Ben ve okuyan dostlarım bu öykü üzerine konuşurken “sahne,” diye bahsediyor, sanki bir sinema filmini birlikte görmüş de sonra birlikte filmi analiz ediyor gibiyiz. “Şu sahne nasıldı?” “Ben de çok beğendim.” “Evet.. Evet.” Bu da metnin akıcılığını ve anlatıcının çok güçlü olduğunu gösterir.

Okuma aşığı iki genç arkadaşın birlikte yaşadıkları ülke üzerine güzel fikirleri vardır. Ana karakter Yuta Makiri ve en yakın arkadaşı tam bir kitap aşığıdır. Kitapsız yaşayamazlar. Sevdikleri kitapları insanlara okutmak adına çok uğraşırlar.

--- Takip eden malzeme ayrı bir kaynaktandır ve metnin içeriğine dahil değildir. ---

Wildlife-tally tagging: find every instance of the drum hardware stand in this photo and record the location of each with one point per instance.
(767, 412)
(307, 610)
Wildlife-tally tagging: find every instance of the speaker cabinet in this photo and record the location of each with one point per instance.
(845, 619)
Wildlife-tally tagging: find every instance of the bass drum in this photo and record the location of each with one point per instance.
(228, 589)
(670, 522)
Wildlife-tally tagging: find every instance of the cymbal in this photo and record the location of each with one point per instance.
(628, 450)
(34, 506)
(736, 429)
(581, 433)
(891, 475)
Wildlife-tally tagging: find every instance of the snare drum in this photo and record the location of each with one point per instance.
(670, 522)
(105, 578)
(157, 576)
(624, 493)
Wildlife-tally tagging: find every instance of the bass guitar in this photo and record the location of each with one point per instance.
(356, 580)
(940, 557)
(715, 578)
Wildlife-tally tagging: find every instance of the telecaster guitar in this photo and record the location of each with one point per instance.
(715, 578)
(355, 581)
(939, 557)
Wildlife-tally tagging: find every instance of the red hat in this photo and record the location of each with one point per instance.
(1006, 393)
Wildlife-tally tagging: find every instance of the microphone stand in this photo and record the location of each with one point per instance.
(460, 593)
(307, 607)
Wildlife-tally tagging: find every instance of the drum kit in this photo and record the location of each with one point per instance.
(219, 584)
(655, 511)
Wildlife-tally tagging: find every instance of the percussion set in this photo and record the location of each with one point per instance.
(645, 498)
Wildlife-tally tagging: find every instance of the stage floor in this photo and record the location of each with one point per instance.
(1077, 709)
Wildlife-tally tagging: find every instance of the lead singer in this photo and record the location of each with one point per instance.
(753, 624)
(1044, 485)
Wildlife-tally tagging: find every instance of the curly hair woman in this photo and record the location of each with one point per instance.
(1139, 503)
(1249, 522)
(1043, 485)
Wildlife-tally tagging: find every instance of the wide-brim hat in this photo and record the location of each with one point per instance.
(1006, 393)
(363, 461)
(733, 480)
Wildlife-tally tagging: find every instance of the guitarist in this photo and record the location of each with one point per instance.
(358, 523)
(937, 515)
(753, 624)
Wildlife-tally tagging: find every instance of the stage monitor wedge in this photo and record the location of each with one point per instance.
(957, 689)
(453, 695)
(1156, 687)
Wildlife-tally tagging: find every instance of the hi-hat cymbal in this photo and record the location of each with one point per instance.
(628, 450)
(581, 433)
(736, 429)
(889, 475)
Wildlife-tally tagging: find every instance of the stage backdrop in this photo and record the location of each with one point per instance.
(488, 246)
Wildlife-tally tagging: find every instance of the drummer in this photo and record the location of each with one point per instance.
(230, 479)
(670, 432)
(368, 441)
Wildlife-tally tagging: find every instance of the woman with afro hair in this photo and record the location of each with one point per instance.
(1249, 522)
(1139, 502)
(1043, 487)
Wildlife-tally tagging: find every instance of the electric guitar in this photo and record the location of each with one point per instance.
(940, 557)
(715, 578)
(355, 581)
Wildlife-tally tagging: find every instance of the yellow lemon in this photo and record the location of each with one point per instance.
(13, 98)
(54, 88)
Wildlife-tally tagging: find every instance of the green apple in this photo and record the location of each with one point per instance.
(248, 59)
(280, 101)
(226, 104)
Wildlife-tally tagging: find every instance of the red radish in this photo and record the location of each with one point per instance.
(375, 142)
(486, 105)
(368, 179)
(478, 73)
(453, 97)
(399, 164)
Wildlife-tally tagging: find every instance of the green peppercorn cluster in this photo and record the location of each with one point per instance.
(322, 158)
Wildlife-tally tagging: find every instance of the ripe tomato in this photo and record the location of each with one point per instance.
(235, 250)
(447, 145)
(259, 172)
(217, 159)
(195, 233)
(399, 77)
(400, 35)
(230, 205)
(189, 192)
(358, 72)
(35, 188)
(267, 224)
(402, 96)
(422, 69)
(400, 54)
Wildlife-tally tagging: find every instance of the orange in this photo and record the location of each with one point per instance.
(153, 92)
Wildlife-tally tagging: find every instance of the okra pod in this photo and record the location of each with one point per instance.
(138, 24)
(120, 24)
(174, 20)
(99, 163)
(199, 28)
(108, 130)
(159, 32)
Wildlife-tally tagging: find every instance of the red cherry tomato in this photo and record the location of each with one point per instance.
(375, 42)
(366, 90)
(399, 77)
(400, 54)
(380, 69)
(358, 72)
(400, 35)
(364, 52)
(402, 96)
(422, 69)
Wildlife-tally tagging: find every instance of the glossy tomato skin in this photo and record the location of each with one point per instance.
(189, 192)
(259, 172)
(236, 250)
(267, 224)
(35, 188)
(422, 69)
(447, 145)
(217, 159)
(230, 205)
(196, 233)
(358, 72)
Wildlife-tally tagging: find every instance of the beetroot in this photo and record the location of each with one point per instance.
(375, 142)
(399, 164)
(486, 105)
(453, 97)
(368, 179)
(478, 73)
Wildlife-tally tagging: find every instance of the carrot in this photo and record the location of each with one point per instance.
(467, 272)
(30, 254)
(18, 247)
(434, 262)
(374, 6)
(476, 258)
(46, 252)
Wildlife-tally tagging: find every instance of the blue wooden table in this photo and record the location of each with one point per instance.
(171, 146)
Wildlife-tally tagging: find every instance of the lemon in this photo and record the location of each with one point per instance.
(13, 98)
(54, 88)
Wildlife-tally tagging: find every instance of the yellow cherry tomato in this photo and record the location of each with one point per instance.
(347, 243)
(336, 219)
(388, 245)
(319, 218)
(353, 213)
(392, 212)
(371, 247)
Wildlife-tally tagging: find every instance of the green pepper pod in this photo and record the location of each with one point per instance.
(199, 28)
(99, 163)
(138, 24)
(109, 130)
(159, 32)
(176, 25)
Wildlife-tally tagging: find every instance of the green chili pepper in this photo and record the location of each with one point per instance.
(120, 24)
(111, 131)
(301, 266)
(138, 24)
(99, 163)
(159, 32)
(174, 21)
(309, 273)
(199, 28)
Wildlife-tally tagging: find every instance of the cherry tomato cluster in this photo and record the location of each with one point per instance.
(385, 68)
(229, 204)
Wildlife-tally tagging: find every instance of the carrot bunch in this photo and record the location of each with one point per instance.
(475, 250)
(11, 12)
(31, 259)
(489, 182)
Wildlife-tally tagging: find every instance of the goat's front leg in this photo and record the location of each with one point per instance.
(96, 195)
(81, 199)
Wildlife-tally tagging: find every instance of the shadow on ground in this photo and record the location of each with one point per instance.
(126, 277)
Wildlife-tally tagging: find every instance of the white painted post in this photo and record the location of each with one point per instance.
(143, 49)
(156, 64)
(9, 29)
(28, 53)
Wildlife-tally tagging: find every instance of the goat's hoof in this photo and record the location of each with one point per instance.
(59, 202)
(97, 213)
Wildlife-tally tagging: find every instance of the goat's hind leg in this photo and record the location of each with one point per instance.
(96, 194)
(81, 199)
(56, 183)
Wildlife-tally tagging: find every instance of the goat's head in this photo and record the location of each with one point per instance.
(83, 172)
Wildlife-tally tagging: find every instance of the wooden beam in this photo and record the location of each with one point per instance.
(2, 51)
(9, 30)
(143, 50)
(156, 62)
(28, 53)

Ama bunu yapabilmek için Yuta devlet başkanı olmalıdır. Yuta, Vahip ve Fan Filifon bu amaçları üstüne uzun mesai harcarlar. Reklamlar, kampanyalar, bildiriler vs. Çalışmalar meyve verir, Yuta devlet başkanı olur. Ve sonra her şey kitaplara göre tasarlanır. Okuma oranlarında çok ciddi artışlar görülmeye başlanmıştır. Artık tek problem insanların istedikleri kitapları okuyamamalarıdır.

Ademhan Esen Ademhan Esen

Kabul, herkese okuma alışkanlığı kazandırılmıştır ama insanlar yeni şeyleri, kendi istedikleri şeyleri okumak istemektedir. İşte burası! Bana göre öykünün en lezzetli yeridir.

Çünkü toplum, kitap okumayan bir konumdan, kendi kitaplarını seçebilecek bir hale evirilmiştir. Okurun gözünden kaçmayan bu küçük ama önemli detay Vahip’in gözünden de kaçmaz ve Yuta ile arası açılır ve yönetime el koyar. Bir çeşit sivil darbe yapılır. Artık halkın istediği olmuş olur. İnsanlar hangi oyunları ne zaman izleyeceğine kendisi karar verebiliyor, istedikleri yazarların istedikleri kitabından okumaya başlayabiliyordur.

Sizin de şakaklarınızdan başlayıp başınıza yayılan bir ağrınız varsa, eklemleriniz karıncalanıyor, dişiniz sızlıyorsa; kaslarınız geriliyor, damarlarınız damarınızın üstüne biniyor veya boynunuz tutuluyorsa; ateşiniz yüksek, alev alev yanıyorsanız; biraz da depresyondaysanız ve canınız sıkılıyorsa tereddüt etmeden bir ağrı kesici alın, eğlencenin dibine vurun, huzurun zirvesine çıkın, dertlerden arınıp ruhunuza güzel bir tatil armağan edin.